Thread overview
Commmandline arguments and UTF8 error
Feb 21, 2010
Nils Hensel
Feb 22, 2010
Daniel Keep
Feb 22, 2010
Nils Hensel
Feb 22, 2010
Nils Hensel
Feb 22, 2010
Don
Feb 22, 2010
Jacob Carlborg
Feb 23, 2010
Daniel Keep
Feb 23, 2010
Jacob Carlborg
February 21, 2010
Hello, group!

I have a problem writing a small console tool that needs to be given file names as commandline arguments. Not a difficult task one might assume. But everytime a filename contains an Umlaut (ä, ö, ü etc.) I receive "Error: 4invalid UTF-8 sequence".

Here's the sample code:

import std.stdio;

int main(string[] argv)
{
   foreach (arg; argv)
   {
      writef(arg);
   }
   return 0;
}

I use dmd v1.046 by the way.

How do I make the argument valid? I need to be able to use std.path and
 std.file methods on the file names.

Any help would be greatly appreciated.

Regards,
Nils Hensel
February 22, 2010

Nils Hensel wrote:
> Hello, group!
> 
> I have a problem writing a small console tool that needs to be given file names as commandline arguments. Not a difficult task one might assume. But everytime a filename contains an Umlaut (ä, ö, ü etc.) I receive "Error: 4invalid UTF-8 sequence".
> 
> Here's the sample code:
> 
> import std.stdio;
> 
> int main(string[] argv)
> {
>    foreach (arg; argv)
>    {
>       writef(arg);
>    }
>    return 0;
> }
> 
> I use dmd v1.046 by the way.
> 
> How do I make the argument valid? I need to be able to use std.path and
>  std.file methods on the file names.
> 
> Any help would be greatly appreciated.
> 
> Regards,
> Nils Hensel

If you look at the real main function in src\phobos\internal\dmain2.d, you'll see this somewhere around line 109 (I'm using 1.051, but it's unlikely to be much different in an earlier version):

> for (size_t i = 0; i < argc; i++)
> {
>     auto len = strlen(argv[i]);
>     am[i] = argv[i][0 .. len];
> }
>
> args = am[0 .. argc];
>
> result = main(args);

In other words, Phobos never bothers to actually convert the arguments to UTF-8.

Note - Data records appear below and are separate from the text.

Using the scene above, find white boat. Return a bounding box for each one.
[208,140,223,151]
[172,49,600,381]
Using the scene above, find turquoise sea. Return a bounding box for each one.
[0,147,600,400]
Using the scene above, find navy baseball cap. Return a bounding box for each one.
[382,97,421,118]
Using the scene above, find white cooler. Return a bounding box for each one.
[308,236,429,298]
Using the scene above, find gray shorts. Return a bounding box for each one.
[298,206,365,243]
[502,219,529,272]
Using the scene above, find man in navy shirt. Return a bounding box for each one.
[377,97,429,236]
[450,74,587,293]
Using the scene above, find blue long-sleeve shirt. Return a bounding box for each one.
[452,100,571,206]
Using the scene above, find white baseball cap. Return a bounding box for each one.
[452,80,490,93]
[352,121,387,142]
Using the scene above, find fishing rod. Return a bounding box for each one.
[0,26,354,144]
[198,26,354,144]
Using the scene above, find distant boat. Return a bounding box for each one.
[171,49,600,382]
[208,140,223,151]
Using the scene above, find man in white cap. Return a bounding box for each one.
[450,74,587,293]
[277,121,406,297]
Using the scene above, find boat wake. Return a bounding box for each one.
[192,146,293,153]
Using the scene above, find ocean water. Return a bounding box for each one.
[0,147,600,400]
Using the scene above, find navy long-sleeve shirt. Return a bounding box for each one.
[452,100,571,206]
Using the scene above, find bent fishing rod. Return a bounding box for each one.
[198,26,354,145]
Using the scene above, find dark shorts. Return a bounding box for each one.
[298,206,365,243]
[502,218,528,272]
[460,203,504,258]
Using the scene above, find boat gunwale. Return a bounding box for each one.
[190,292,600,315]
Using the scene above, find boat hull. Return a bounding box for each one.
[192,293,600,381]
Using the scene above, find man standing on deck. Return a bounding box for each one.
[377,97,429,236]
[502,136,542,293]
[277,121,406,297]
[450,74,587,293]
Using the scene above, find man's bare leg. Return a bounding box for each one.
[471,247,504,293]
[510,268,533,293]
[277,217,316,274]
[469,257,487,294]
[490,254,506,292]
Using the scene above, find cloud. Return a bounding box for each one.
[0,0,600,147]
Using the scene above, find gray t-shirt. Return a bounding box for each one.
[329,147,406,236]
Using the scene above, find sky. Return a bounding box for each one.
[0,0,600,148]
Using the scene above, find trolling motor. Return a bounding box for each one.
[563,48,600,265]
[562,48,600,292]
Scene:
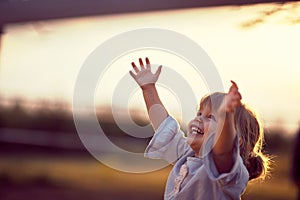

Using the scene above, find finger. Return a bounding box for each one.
[154,65,162,78]
[129,71,136,79]
[146,57,150,68]
[139,58,145,69]
[230,80,239,89]
[131,62,140,73]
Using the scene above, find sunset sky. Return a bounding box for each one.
[0,3,300,132]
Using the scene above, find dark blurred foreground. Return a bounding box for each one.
[0,99,296,200]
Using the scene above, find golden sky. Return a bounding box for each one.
[0,3,300,132]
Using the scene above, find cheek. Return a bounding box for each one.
[187,135,203,148]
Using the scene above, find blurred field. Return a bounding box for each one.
[0,151,296,200]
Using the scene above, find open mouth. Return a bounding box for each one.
[192,127,204,135]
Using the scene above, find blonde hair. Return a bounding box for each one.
[200,92,269,180]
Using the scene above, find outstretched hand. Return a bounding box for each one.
[129,58,162,88]
[221,81,242,112]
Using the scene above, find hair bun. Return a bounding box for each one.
[246,154,264,180]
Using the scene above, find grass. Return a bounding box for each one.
[0,152,296,200]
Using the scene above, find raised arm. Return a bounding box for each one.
[129,58,168,130]
[213,81,242,173]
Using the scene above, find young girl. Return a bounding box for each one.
[130,58,267,200]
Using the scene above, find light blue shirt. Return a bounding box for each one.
[145,116,249,200]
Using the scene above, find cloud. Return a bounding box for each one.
[240,2,300,29]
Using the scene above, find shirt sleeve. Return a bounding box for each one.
[202,134,249,196]
[144,116,189,164]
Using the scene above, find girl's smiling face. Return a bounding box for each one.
[187,106,217,156]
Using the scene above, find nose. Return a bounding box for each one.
[195,116,203,122]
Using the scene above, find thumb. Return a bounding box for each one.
[154,65,162,78]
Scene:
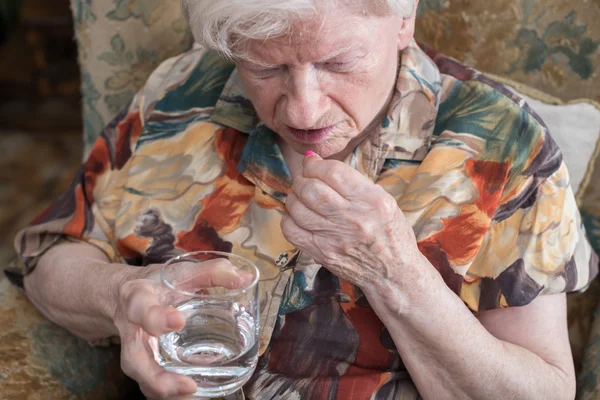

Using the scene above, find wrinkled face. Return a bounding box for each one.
[236,8,414,158]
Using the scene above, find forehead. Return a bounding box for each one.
[240,10,385,64]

Tango does (tango\core\rt\compiler\dmd\rt\dmain2.d:238 for a recent-ish
trunk).
February 22, 2010
Daniel Keep schrieb:
> If you look at the real main function in src\phobos\internal\dmain2.d, you'll see this somewhere around line 109 (I'm using 1.051, but it's unlikely to be much different in an earlier version):
> 
>> for (size_t i = 0; i < argc; i++)
>> {
>>     auto len = strlen(argv[i]);
>>     am[i] = argv[i][0 .. len];
>> }
>>
>> args = am[0 .. argc];
>>
>> result = main(args);
> 
> In other words, Phobos never bothers to actually convert the arguments to UTF-8.

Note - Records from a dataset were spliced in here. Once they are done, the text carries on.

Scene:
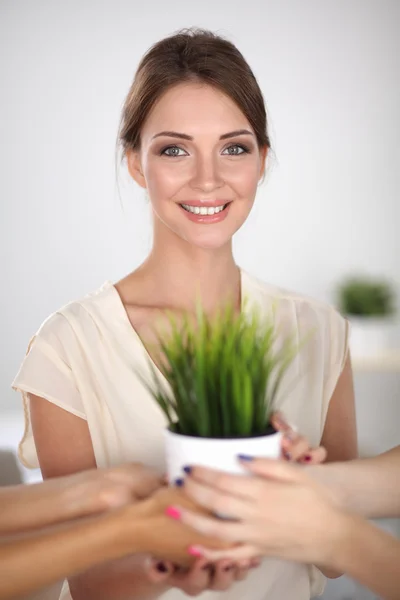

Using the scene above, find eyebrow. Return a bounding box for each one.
[152,129,253,141]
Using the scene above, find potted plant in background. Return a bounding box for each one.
[338,275,395,357]
[142,307,298,483]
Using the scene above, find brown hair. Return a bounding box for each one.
[119,29,270,155]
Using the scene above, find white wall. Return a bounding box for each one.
[0,0,400,408]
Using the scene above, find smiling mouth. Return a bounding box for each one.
[180,202,230,216]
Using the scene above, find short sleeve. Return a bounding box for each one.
[323,307,350,420]
[12,313,86,468]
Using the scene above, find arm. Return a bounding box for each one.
[0,464,162,535]
[308,446,400,519]
[170,459,400,600]
[0,488,233,600]
[321,356,358,462]
[326,514,400,600]
[30,396,242,600]
[30,395,165,600]
[316,355,357,578]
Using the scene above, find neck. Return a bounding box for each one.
[139,221,241,313]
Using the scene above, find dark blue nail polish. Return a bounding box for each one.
[239,454,254,461]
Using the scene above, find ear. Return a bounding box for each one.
[260,146,268,179]
[126,150,147,188]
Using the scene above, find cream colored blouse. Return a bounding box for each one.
[12,271,348,600]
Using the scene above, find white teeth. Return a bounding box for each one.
[181,204,225,215]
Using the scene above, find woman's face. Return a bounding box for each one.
[128,84,265,249]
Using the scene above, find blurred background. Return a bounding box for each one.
[0,0,400,600]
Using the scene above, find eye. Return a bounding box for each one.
[222,144,250,156]
[160,146,187,158]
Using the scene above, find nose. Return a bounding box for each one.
[191,155,224,194]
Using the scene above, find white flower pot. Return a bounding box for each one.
[165,429,282,485]
[350,317,392,358]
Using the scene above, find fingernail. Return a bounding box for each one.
[188,546,203,556]
[239,454,254,462]
[165,506,182,521]
[156,562,168,573]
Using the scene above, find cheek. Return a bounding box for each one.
[225,161,260,200]
[144,159,186,202]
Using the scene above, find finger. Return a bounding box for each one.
[185,466,256,499]
[284,435,311,461]
[301,446,328,465]
[235,565,249,581]
[166,506,242,542]
[184,477,254,519]
[145,558,174,583]
[209,560,236,592]
[242,458,307,483]
[186,544,260,566]
[169,558,211,595]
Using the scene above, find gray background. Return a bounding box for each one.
[0,0,400,600]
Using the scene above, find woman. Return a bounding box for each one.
[0,464,234,600]
[167,446,400,600]
[14,31,357,600]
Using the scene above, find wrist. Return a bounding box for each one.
[320,510,357,571]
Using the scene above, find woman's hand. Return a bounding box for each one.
[115,488,253,596]
[163,459,343,564]
[0,464,163,533]
[148,546,253,596]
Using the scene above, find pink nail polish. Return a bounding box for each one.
[188,546,203,556]
[165,506,182,521]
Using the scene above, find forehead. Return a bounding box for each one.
[142,83,252,137]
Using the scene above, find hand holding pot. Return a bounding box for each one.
[164,459,345,563]
[136,488,253,595]
[271,412,326,465]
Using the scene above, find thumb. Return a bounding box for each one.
[241,458,305,483]
[146,558,174,583]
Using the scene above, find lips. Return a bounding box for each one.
[181,204,227,216]
[179,201,232,224]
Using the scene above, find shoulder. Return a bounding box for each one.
[244,273,345,320]
[35,281,115,343]
[243,273,349,349]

Hmm, I really can't see any benefit. Did Walter ever comment on this matter? Surely, I can't be the only one who is unable to use D for something as mundane as a command line tool that takes file names for arguments?

> Tango does (tango\core\rt\compiler\dmd\rt\dmain2.d:238 for a recent-ish
> trunk).

Actually I was trying to avoid Tango. For one I'm not too fond of the interface [Stdout.format(...).newline just seems awkward und unnecessarily complicated compared to writef(...)]. Also, I use derelict which I don't believe supports Tango yet. And I liked the out-of-the-box-feeling of Phobos which is supposedly the standard.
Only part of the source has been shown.